Jane took in her surroundings. Bookshelves anchored the lower two-thirds of the parlor walls. Three books were stacked next to her on the sofa, scraps of paper sticking out the sides, strange words on the books’ spines: Tchaikovsky’s Impossible Concerto, Great Thinkers on Ligeti’s Etudes and Hearing the Macabre: Ravel’s Gaspard de la Nuit. Double doors on the nearest wall were pulled closed.

Pencil drawings of people with tall white hair and hats like ships, canes of vining flowers and swords of fire, were strung all around with twine. Over the fireplace hung a gold-framed painting of a John Deere tractor up close, its grill huge, parked on black soil under an orange sky with pink clouds, signed “SJ” in the corner. The room smelled toasty, acidic, lingering proof of cigarettes, all of it chaotically impossible to decipher.

Though the music stopped, the record kept spinning, scratching.
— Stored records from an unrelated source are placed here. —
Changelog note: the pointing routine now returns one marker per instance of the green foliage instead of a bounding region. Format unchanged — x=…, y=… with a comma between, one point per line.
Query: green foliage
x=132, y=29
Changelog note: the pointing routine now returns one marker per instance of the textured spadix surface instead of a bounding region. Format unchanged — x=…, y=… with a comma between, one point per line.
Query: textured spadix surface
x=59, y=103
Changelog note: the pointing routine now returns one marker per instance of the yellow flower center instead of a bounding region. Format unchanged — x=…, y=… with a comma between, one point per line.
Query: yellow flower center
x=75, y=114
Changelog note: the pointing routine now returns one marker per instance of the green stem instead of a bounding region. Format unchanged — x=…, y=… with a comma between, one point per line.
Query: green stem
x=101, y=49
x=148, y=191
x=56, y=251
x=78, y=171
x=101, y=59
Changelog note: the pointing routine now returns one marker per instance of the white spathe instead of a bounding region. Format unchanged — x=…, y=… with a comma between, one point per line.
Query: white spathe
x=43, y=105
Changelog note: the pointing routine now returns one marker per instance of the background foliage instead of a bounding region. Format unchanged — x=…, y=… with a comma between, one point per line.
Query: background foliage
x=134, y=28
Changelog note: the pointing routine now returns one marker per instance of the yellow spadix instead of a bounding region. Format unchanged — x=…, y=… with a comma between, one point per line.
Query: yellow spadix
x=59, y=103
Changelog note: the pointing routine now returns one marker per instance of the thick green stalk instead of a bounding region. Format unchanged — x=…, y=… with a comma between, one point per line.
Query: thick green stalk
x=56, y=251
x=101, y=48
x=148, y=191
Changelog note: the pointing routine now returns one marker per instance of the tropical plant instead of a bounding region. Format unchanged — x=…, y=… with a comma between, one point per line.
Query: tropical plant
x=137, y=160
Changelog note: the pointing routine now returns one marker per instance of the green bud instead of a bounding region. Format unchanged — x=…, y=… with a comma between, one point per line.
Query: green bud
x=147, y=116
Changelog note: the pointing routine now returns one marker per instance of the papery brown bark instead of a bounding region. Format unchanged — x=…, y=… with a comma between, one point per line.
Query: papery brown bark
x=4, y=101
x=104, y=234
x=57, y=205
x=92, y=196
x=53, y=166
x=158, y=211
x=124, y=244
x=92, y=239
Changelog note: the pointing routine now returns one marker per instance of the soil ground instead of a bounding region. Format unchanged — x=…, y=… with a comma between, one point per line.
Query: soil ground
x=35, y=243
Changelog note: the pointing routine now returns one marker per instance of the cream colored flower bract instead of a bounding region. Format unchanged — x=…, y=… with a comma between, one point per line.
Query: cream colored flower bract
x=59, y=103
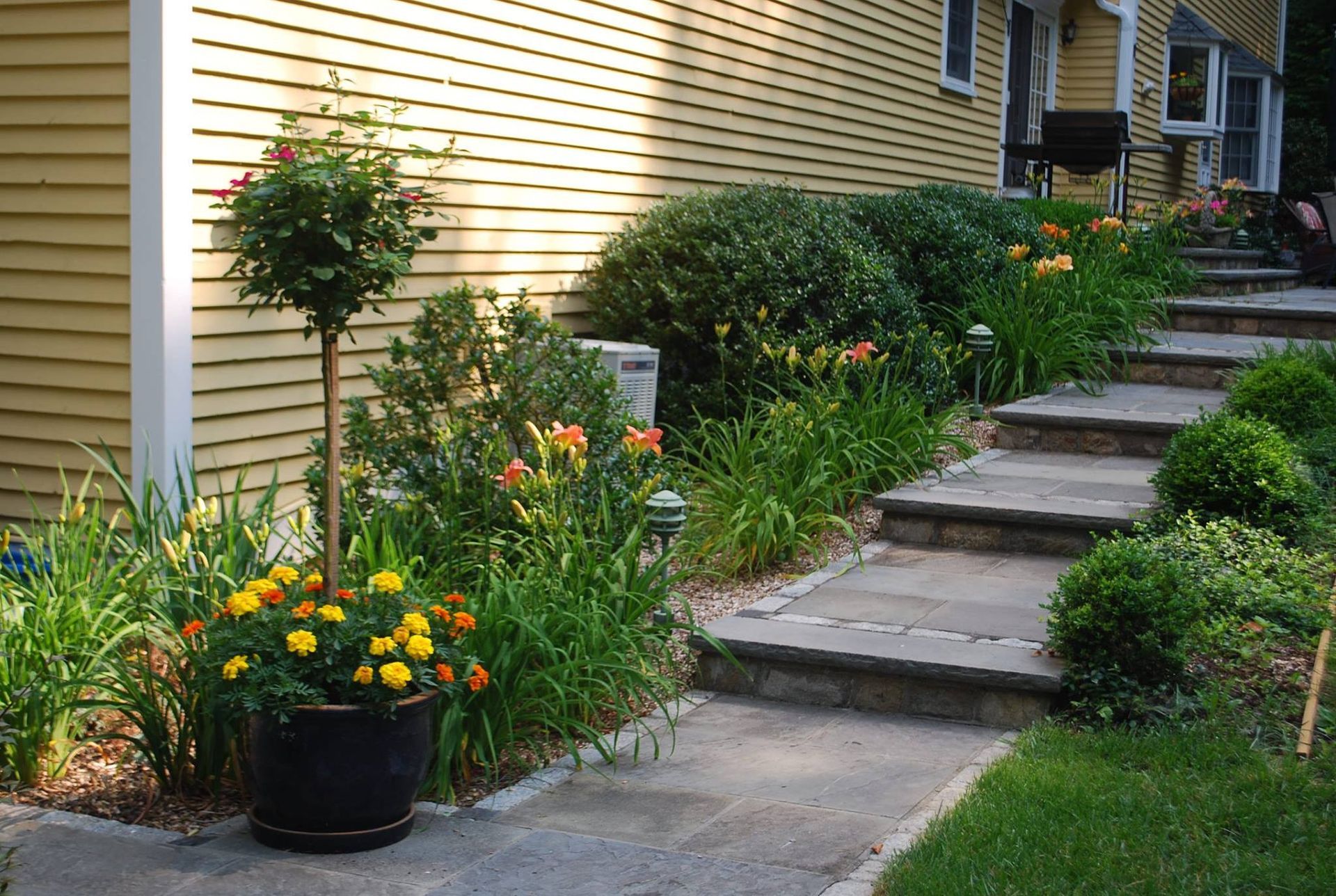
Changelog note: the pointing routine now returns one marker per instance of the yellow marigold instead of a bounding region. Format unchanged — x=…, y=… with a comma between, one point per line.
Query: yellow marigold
x=396, y=676
x=331, y=614
x=234, y=668
x=284, y=575
x=416, y=623
x=301, y=643
x=242, y=602
x=388, y=582
x=418, y=648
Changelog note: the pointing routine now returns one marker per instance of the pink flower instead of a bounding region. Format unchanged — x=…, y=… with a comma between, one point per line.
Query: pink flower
x=649, y=440
x=567, y=437
x=862, y=351
x=515, y=472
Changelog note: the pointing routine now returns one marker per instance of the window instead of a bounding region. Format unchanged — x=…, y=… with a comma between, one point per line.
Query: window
x=1251, y=146
x=1240, y=151
x=1192, y=78
x=960, y=30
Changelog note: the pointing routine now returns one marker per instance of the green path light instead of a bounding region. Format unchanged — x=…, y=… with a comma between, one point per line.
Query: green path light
x=978, y=339
x=667, y=518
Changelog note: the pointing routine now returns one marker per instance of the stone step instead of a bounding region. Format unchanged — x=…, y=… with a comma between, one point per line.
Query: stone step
x=1022, y=501
x=794, y=662
x=1253, y=280
x=1195, y=360
x=1121, y=418
x=1301, y=314
x=1220, y=259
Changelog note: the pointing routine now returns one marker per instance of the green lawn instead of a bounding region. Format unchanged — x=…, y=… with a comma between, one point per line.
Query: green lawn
x=1192, y=811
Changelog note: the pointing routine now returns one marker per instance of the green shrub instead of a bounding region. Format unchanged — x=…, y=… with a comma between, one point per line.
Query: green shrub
x=1223, y=465
x=1250, y=575
x=944, y=238
x=1288, y=392
x=707, y=277
x=1128, y=614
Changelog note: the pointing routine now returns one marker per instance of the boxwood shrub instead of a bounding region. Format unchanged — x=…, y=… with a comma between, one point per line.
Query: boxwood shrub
x=1223, y=465
x=692, y=274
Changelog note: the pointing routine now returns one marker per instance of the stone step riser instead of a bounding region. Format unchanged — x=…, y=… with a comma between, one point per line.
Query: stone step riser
x=985, y=534
x=1247, y=286
x=1083, y=440
x=825, y=685
x=1255, y=326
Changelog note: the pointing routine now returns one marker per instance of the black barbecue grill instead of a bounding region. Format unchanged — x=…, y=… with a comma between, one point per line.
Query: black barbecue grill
x=1084, y=142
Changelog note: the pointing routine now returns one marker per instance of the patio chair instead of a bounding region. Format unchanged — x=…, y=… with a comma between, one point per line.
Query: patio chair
x=1319, y=254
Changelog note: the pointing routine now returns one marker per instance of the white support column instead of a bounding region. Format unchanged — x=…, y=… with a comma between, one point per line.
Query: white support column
x=159, y=237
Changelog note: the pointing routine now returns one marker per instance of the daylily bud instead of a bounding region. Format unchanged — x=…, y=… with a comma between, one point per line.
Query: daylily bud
x=170, y=550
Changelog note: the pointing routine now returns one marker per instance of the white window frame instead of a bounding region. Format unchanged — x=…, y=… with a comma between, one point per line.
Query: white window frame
x=1218, y=72
x=948, y=82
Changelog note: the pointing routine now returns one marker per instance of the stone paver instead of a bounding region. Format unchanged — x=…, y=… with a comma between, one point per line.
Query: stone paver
x=756, y=799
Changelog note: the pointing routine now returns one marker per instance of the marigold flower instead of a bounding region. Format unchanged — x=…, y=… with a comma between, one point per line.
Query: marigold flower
x=480, y=679
x=284, y=575
x=242, y=602
x=301, y=643
x=331, y=614
x=862, y=351
x=234, y=668
x=463, y=623
x=396, y=676
x=388, y=582
x=514, y=472
x=418, y=648
x=637, y=441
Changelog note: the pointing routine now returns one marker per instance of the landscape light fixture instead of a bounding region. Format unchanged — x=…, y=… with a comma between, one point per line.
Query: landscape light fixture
x=667, y=518
x=978, y=339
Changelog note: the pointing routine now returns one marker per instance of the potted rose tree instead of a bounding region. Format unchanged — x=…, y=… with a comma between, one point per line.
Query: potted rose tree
x=338, y=679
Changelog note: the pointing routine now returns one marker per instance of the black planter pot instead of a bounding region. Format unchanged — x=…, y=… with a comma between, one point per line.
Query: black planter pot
x=337, y=779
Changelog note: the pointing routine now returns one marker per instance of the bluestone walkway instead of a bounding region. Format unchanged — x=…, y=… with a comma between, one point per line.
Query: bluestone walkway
x=756, y=797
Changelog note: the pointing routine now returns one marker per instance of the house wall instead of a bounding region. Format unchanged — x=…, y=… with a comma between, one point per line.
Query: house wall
x=575, y=115
x=1252, y=23
x=65, y=238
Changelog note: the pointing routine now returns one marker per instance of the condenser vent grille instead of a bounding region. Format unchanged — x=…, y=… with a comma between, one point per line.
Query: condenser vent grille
x=636, y=369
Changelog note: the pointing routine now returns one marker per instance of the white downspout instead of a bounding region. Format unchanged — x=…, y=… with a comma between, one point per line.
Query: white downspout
x=1125, y=75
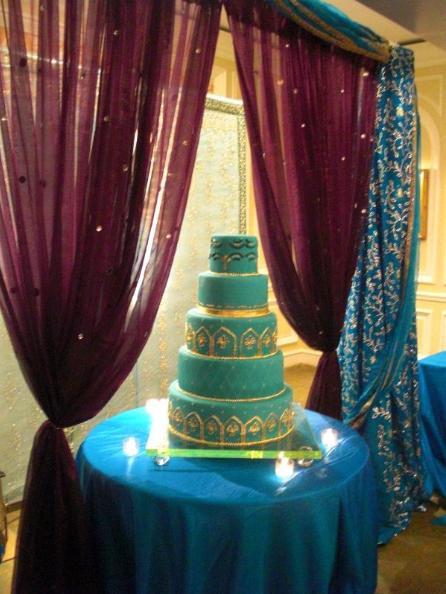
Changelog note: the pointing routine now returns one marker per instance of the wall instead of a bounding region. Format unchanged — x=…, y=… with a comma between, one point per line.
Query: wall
x=224, y=82
x=431, y=292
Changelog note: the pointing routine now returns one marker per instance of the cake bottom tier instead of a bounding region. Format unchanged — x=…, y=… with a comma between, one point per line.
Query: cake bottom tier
x=230, y=422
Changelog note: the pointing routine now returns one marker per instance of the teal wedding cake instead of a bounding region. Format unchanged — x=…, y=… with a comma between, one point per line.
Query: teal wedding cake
x=230, y=390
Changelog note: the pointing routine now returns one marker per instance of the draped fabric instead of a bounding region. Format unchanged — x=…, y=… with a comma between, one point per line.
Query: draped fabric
x=310, y=110
x=332, y=25
x=100, y=110
x=378, y=352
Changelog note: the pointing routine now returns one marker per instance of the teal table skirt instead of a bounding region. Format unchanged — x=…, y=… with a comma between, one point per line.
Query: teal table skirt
x=201, y=526
x=433, y=421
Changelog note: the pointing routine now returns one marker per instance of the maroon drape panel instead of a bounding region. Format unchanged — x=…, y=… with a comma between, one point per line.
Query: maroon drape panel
x=100, y=110
x=310, y=111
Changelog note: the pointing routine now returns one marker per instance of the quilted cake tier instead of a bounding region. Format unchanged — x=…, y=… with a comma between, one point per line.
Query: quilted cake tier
x=233, y=292
x=230, y=378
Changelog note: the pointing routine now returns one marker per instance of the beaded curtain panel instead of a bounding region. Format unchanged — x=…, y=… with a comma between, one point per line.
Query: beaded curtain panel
x=217, y=201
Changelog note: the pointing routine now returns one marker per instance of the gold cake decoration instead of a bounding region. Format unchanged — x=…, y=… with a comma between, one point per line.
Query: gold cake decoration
x=202, y=342
x=193, y=428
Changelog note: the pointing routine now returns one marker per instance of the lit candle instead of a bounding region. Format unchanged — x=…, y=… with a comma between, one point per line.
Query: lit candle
x=329, y=438
x=284, y=467
x=130, y=447
x=157, y=410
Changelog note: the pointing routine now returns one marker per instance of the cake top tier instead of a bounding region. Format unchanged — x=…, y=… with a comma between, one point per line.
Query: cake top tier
x=233, y=254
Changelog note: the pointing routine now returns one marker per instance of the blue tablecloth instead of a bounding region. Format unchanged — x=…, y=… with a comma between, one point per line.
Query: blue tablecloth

She heard a conversation down the hall.

“She is not my problem. I do not need another project.”

“I won’t ask anything of you. It’ll just be a short time.”

“Right. You won’t ask anything. Nothing at all.”

“What, do you want me to call the cops or something? Silly, Rivka, think about it.”

This was a mistake, better to sleep in the car, near the hobos, by the water. Jane pushed off the sofa, stepped once— unh!—and dropped back again.

Settle down. There was no static around the voice this time. It was coming in clearer.